Bu evden yayılan huzura aşık oldum 🙂

 

Sintra’yı arkamızda bırakıp içimizi çeke çeke merkeze döndük ve çılgınca yürüyüş tempomuza başladık.  İlk gün yağmurda, tramvayla çıktığımız Alfama mahallesine tekrar tırmanıp çılgın Lizbon’a bir de güneşli havada baktık. Kendine has bir havası olduğu kesin.

Yorulunca bir kafeye yerleşip tadına bayıldığım şu güzel içecekten içtik. Çocukları görüntülü arayıp Lizbon’u gösterdik.

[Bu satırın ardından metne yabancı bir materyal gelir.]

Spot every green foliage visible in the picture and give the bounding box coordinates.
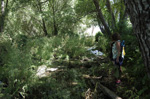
[95,32,103,42]
[97,35,110,54]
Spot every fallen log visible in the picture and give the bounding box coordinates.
[91,80,122,99]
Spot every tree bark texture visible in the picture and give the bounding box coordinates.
[93,0,111,35]
[106,0,116,29]
[0,0,5,33]
[37,1,48,36]
[125,0,150,78]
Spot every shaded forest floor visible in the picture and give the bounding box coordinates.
[32,57,128,99]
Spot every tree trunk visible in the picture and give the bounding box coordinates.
[0,0,5,33]
[106,0,116,29]
[125,0,150,78]
[97,15,105,34]
[52,1,58,35]
[93,0,111,35]
[37,0,48,36]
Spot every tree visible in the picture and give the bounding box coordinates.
[0,0,8,33]
[125,0,150,78]
[93,0,111,35]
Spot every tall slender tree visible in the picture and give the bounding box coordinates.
[125,0,150,78]
[93,0,111,35]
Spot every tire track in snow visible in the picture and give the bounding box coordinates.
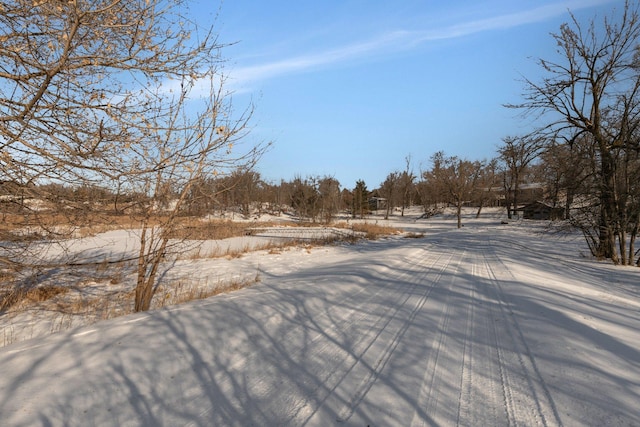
[483,239,562,426]
[293,249,451,425]
[190,249,446,425]
[338,249,458,422]
[410,249,464,427]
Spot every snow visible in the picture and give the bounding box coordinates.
[0,212,640,426]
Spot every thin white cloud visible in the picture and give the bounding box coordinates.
[229,0,614,87]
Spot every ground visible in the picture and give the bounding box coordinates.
[0,209,640,426]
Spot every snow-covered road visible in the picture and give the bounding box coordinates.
[0,219,640,426]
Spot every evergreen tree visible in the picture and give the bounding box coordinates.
[351,179,369,218]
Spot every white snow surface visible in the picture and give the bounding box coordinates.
[0,209,640,426]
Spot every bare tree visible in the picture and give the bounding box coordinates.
[398,156,416,216]
[380,172,399,219]
[475,159,500,218]
[0,0,262,310]
[515,1,640,264]
[423,151,484,228]
[498,136,543,219]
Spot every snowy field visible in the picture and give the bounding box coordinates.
[0,209,640,426]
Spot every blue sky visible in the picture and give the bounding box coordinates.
[191,0,624,189]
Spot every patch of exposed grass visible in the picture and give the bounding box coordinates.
[0,285,69,312]
[156,273,260,307]
[403,233,424,239]
[334,222,402,240]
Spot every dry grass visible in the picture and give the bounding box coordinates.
[0,285,68,312]
[156,274,260,308]
[334,222,402,240]
[404,233,424,239]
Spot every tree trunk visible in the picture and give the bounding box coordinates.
[597,149,620,264]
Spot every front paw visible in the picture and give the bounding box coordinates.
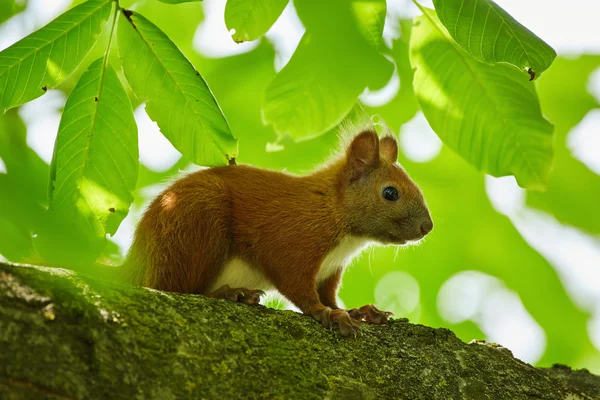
[348,304,394,325]
[312,307,360,336]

Tepelerden aşağı inip tekrar Zara’ya uğradık. Sephora mağazası aradık  ama benim pilim bitmişti. Atom karınca arkadaşımı mağazalara salıp Starbucks’da oturdum. Sonra da hiç mekan arama işine girmeden avm yemek alanında salatalarımızı yedik.

Son Durak Porto: 

Son iki günümüz bir liman şehri olan Porto’da geçti. Cumartesi sabah biletlerini önceden aldığımız otobüsün en ön koltuklarına kurulup 3 saatlik yolculuk sonrası güneşli şehre vardık. Bolt uygulamasından 5-6 euro ödediğimiz bir taksi çağırıp airbnb evine ulaştık. Arkadaşımın iyi plan yapması sayesinde tüm turistik noktalara neredeyse 5 dakikada ulaştık. Aşağıya etkileyici bulduğumuz yerlerin resimlerini koyuyorum:

Yolculuktaki eşlikçim. Dorian Grey ve Tomris Uyar bu seyahatte hep yanımdaydılar:)

 

İnanılmaz güzel bir gösteri yapan bu sokak sanatçısından çok etkilendik. Canlı kuşların yer aldığı, sanırım laterna denilen enstrümanının önünde ”Hoponopono” cümleleri vardı. Dakikalarca izledik.

Meraklısına Hooponopono:

”Ho’oponopono’nun temel amacı, kişinin kendisini affetmesi ve bu şekilde problemlerin çözülmesi olarak açıklanıyor. Bunun başarılması içinse kişinin anlaması gereken temel bir noktadan bahsediliyor: Önemli olan kişinin başına ne geldiği değil, kişinin o durum karşısında ne tepki verdiği. Zihin, problem yaratma gücüne sahip olduğu gibi, o problemleri çözme gücüne de sahip. Geleneksel ho’oponopono temel basamaktan oluşur:

  • Üzgünüm,
  • Beni affet,
  • Seni seviyorum,
  • Şükran doluyum.”

Porto’ya kuşbakışı bakan bu güzel tepe görülecek yerler listesinin başında geliyor. Canlı konserler, DJ performansları, harika şehir manzarası eşliğinde bir sürü seyyar satıcıdan alınan içkiler ve atıştırmalıklarla saatlerce vakit geçirilecek bir yer. Biz de bir rock konserine denk geldik. İzledik, insanları seyrettik. Bastonlarıyla o keçi yolu gibi yolları tırmanan yaşlılara, bebek arabasıyla gelenlere hayret ede ede…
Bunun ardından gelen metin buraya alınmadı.